As the Great Recession recedes, business owners are taking their lessons learned to rethink risk and growth strategy. They’re spreading risk by diversifying — by making strategic alliances, for example, or, as one remodeler has done, going whole hog and buying the business next door.
Opportunity Knocks
Curt Kenyon, owner of Countryside Cabinetworks, in Spencerport, N.Y., a full-service remodeling company with a kitchen and bath showroom, saw that one-third of his clients were purchasing their appliances from the appliance store not 100 feet from his door. “There was not even a dollar incentive for them to do that; it was just convenient,” he says.
When the aging owners of the 62-year-old family appliance business were looking for a way to retire, they approached Kenyon, who saw an opportunity to spread his risk. He too had been thinking of his own future and the value of his business. “If I manage this [acquisition] correctly, I can have something to sell,” says Kenyon, who feels he owes it to his employees and their families to create something of value that, he says, “could survive if I got hit by a bus.” After many negotiations, the two parties struck a deal, and Kenyon now officially owns Page Appliance.
Due Diligence
Making the final decision to buy took more than a year of research. Kenyon considered the following: Business practices: He studied the appliance store’s profit and loss statements and balance sheets. “They’d been doing business the same way for 62 years,” he says. Though the store was profitable, Kenyon recognized ways to increase revenue.
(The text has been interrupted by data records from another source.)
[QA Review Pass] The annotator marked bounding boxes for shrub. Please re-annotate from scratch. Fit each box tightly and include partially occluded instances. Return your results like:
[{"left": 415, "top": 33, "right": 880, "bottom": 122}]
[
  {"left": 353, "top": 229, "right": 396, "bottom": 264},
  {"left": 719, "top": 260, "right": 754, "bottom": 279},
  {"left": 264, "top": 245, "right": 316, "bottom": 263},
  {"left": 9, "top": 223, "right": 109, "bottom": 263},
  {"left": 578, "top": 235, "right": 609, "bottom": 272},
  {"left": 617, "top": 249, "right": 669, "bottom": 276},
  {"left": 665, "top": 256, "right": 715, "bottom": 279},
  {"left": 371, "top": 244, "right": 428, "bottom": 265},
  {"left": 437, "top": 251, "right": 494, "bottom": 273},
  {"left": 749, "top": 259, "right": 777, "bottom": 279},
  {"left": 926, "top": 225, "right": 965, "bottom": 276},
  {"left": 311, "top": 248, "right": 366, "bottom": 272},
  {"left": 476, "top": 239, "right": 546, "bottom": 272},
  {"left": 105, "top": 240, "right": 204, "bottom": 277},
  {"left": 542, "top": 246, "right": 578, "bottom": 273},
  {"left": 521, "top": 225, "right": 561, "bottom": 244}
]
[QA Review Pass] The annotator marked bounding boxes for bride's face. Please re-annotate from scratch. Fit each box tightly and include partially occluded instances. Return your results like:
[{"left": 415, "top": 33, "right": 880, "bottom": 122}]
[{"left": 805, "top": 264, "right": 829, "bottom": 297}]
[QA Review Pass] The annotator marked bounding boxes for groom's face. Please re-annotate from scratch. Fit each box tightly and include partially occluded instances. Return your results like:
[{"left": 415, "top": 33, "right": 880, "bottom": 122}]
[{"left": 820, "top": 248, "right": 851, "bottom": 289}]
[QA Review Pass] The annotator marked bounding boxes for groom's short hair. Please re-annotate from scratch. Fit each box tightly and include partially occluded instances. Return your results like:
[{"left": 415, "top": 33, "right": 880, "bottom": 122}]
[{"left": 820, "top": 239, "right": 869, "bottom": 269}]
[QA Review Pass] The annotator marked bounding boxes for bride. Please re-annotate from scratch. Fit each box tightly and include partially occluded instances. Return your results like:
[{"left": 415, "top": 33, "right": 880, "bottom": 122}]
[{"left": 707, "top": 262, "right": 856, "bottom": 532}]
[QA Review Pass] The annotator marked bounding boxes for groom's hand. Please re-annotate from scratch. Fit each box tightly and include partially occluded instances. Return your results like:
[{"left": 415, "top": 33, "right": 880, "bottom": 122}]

- Valuation: Kenyon’s CPA helped him assess the value of the appliance business.
- Comparison: The remodeler looked at successful models of similar combined businesses.
- Additional revenue: Kenyon saw incremental revenue opportunities after looking at what competitors were offering. Example: Page Appliance wasn’t charging for parts, such as hoses, or for hauling away old appliances — standard practice for most appliance stores.
- Employee input: Countryside has 12 employees. Kenyon asked them if, using their current processes, they could handle another $1 million in sales. “No,” they said. He figured that if they couldn’t handle more remodeling work, then they wouldn’t be able to handle the merger they were about to undergo. As a team, they determined that better workflow would help them handle more work more efficiently and would make the transition easier. With everyone’s input, they created a new workflow and organizational chart.
- Physical space: Kenyon bought the appliance company’s building.
- Marketing: By promoting this as a merger, Kenyon hopes to protect the value of the Page Appliance name, which is locally well known.
Though the two businesses will share a back office, each will operate in its own space until Kenyon creates one large showroom. He believes customer traffic will flow both ways.